The Outsiders (1983)
Directed by Francis Ford Coppola
Starring: C. Thomas Howell, Ralph Macchio, Rob Lowe, Matt Dillon, Patrick Swayze, Tom Cruise, Emilio Estevez, Diane Lane
When you grow up on the wrong side of the track you play by a different set of rules. For Ponyboy Curtis (Howell) this is increasingly evident as he navigates through high school. Ponyboy and his best friend Johnny (Macchio) are part of a gang of greasers who are at constant odds with the kids from the other side of the tracks. When this rivalry escalates, Johnny and Ponyboy find themselves in the middle of a dangerous situation. Now they’re looking for a way out, and a way to a better life.
Once in a while a film comes around that captures some of the painful realities of adolescence. From The Breakfast Club to Precious, film makers have searched for a way to express the pain a young person can go through when they’re faced with difficult situations. Francis Ford Coppola added The Outsiders to the list with a powerful drama that is filled with emotion. The film features a great cast of future stars including C. Thomas Howell (Red Dawn), Ralph Macchio (The Karate Kid), Rob Lowe (I Melt With You), Matt Dillon (Crash), Patrick Swayze (Ghost), Tom Cruise (Mission: Impossible – Ghost Protocol), Emilio Estevez (The Breakfast Club), and Diane Lane (Man of Steel).
Coppola managed to get incredible performances from this group of young stars. Each of these actors manages to do wonderfully in their roles. Despite being better known for The Karate Kid, Ralph Macchio gives an incredible performance. His character is the product of an abusive home and a past checkered with damaging events. Macchio seemed to really capitalize on the background of his character and it works nicely.

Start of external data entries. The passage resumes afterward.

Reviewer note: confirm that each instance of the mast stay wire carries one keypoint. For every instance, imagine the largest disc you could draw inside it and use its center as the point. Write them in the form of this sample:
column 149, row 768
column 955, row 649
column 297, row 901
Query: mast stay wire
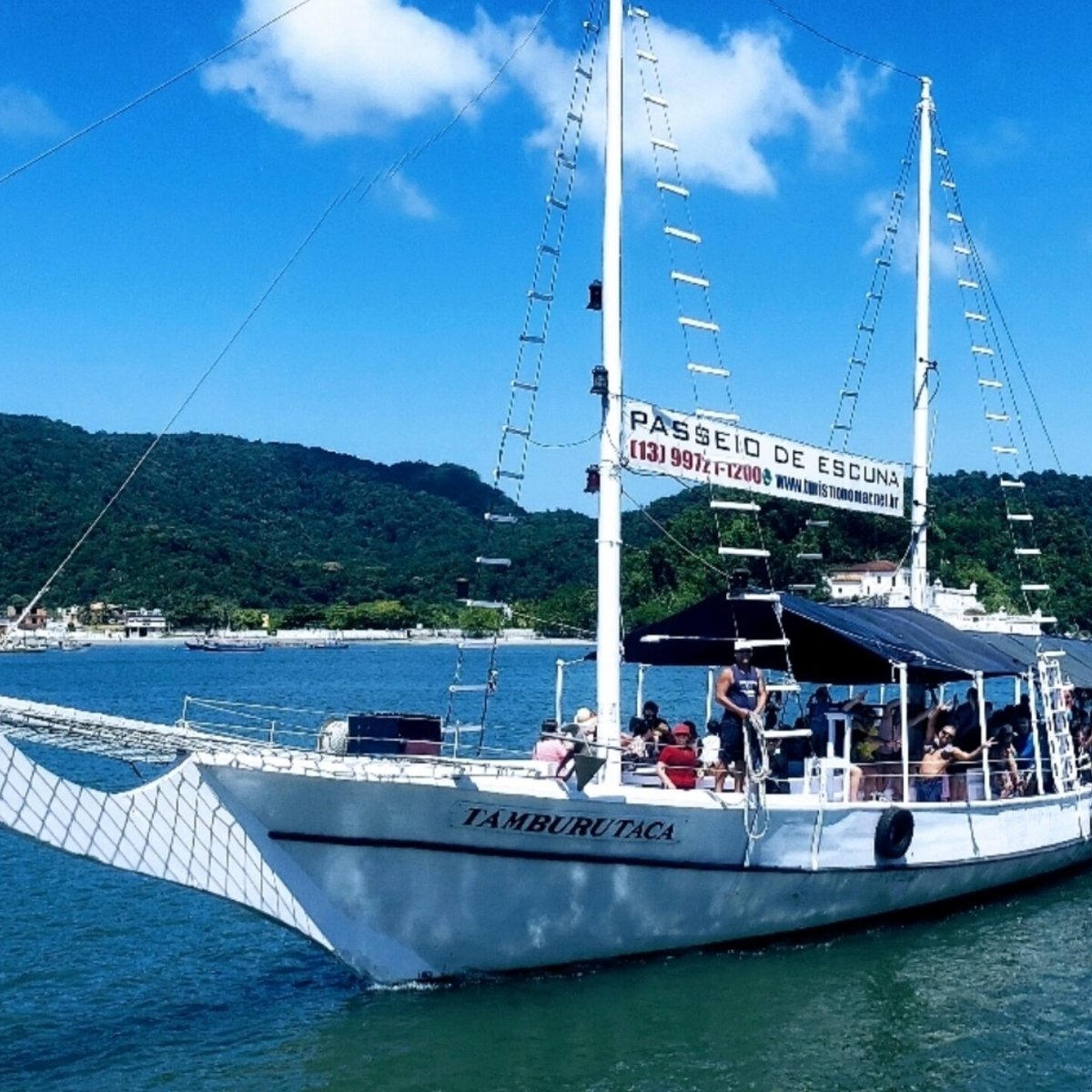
column 840, row 45
column 72, row 137
column 393, row 169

Each of the actors truly benefited from the unique and moving screenplay. The story originated from the 1967 novel by S.E. Hinton. This was the first of two films Coppola directed from her work. The second film was the 1983 drama Rumble Fish. The screenplay for The Outsiders was written by Kathleen Rowell, mainly known for her later work in television. The dialogue in this movie is well-written, and really feels natural.
The unique visual styling of this movie is a great part of the success of the film as a whole. The unique camera work and wonderful settings really make this a treat to watch. The movie uses color and camera work in a cooperative style that accentuates the story nicely. The costumes are also nicely done, clearly dividing the people from opposite sides of the tracks.
This is a unique and poignant look at the perils of adolescence. The film looks at the extremes, but doesn’t reach for extreme conclusions. This is a movie that fans of drama will really enjoy. This is also worth seeing if you’re interested in any of the stars early works. I think this is a great movie and I give this one 5 out of 5 stars.